【書籍3巻発売中】ひとりぼっちの花娘は檻の中の竜騎士に恋願う【コミック3巻発売中】
「スイレン。君も今は疲れているだろうが、ジャック・ロイドが機密情報を漏らしていた取り調べのために、城で調書を作る必要がある。担当の文官が被害者である俺と君にも話を聞きたいと言っていたから。後で俺と城へと向かおう」

「ええ。もちろんです……あの、彼はどうなるんでしょうか?」

 お腹を空かせたと訴えるワーウィックのために、彼のお皿に魔法の花を出しながら言ったスイレンに、リカルドは困ったように笑った。
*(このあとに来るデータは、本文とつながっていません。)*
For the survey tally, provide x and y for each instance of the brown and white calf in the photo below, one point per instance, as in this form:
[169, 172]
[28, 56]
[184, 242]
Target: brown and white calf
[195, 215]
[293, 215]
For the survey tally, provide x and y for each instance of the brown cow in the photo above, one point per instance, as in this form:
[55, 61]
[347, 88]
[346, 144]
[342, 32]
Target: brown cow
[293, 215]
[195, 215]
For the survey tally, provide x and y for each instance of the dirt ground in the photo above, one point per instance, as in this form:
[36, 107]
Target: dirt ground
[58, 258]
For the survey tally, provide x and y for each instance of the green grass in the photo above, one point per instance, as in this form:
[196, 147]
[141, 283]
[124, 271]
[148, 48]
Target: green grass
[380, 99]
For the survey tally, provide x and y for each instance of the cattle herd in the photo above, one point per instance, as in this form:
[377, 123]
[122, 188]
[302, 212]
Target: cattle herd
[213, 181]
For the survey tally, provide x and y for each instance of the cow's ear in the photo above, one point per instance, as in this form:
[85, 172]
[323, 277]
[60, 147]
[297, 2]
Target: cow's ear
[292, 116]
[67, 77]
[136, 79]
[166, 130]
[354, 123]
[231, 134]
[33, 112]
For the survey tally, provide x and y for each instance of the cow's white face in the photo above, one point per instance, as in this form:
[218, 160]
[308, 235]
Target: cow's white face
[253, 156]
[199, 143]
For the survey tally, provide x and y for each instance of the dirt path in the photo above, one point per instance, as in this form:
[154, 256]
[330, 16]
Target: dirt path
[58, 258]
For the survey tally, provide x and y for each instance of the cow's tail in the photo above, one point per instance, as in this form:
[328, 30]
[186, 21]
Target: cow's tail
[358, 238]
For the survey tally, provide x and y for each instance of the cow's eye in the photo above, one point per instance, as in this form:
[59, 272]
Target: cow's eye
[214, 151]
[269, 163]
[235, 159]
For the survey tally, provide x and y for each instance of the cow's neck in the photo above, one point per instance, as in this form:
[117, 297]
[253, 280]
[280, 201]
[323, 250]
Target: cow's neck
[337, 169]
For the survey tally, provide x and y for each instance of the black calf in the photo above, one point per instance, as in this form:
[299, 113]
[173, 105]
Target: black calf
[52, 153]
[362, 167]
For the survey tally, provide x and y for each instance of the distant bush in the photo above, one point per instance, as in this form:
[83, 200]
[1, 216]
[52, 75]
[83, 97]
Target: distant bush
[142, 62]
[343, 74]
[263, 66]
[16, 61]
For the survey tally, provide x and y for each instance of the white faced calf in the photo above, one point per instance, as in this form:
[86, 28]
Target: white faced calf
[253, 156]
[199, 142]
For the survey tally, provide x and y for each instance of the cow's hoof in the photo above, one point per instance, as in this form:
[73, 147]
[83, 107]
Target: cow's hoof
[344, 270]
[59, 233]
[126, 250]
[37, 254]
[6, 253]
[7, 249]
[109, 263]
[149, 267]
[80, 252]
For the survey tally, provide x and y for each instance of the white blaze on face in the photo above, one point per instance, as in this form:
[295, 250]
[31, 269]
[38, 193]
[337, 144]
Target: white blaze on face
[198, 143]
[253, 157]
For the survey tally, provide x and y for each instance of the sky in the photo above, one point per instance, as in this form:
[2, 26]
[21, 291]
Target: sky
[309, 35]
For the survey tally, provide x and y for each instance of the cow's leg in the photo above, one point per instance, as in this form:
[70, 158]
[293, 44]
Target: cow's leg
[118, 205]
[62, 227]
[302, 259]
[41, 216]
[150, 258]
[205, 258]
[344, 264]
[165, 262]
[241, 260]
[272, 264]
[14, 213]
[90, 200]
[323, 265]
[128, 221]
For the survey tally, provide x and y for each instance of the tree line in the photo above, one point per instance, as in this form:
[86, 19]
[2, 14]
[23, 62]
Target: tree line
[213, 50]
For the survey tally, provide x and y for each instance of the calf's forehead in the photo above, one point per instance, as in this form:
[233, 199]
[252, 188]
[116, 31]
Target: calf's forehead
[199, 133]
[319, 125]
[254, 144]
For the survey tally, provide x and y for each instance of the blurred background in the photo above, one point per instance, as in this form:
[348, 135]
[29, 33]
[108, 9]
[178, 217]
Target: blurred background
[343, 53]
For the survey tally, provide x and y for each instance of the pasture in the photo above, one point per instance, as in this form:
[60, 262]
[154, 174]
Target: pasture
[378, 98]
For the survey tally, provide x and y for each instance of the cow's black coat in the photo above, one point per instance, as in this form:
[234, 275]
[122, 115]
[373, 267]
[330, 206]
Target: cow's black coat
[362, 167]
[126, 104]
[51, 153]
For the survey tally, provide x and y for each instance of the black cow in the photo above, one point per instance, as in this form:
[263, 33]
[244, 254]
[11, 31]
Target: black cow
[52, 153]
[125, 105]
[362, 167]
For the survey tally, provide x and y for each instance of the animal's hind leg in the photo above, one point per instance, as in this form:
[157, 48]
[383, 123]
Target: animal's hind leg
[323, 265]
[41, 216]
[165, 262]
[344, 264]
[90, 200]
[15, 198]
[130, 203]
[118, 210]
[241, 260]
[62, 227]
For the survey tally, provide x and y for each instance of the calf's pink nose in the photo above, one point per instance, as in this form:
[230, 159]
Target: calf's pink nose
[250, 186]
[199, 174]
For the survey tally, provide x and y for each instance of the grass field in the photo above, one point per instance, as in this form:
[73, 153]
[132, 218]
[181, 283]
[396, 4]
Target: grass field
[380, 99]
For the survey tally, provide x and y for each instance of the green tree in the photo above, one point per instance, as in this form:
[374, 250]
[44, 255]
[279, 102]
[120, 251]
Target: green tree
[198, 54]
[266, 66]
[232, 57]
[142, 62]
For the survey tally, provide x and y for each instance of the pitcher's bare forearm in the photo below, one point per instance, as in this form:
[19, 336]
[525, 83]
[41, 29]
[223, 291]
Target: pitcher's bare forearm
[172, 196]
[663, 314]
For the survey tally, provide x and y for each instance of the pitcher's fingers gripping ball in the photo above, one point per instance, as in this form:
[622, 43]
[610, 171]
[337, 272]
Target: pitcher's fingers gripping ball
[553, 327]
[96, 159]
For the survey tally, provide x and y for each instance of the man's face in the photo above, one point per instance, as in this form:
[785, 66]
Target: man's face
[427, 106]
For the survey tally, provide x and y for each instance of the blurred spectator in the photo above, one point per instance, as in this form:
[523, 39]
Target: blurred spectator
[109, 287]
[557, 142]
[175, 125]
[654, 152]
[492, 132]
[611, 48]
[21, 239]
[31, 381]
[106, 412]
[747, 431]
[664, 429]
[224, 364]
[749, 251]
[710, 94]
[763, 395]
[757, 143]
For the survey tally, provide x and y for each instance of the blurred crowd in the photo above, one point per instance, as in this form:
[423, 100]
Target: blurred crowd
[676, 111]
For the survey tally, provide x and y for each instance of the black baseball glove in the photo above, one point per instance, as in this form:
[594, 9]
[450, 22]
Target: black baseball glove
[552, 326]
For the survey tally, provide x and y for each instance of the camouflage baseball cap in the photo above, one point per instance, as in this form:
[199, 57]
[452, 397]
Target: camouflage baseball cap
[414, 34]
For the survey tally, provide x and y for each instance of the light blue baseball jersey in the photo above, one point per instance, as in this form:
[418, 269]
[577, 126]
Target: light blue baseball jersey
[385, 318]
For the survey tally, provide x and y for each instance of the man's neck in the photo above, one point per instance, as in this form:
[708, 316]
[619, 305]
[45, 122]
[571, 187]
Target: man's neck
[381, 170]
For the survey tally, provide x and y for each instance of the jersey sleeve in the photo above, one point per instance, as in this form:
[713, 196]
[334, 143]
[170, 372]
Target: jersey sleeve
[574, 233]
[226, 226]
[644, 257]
「情報漏洩は重罪だからな……ただ、罪を犯した彼にも。彼なりの言い分はあるだろう。それを加味して、きちんとこの国の法に裁かれるように祈るよ」



◇◆◇


 自分も一緒に行くと言って聞かないワーウィックを、官吏からの真面目な聴取だからと説き伏せて家に置いてくることに成功した。

 馬車へと乗り込み城へ辿り着いたリカルドとスイレンの二人は、広い廊下で金髪の美女のイジェマとすれ違った。

「……イジェマ。お前も来ていたのか」

 彼女の姿を確認し躊躇いがちに話しかけたリカルドに、イジェマは微笑んで首を傾げた。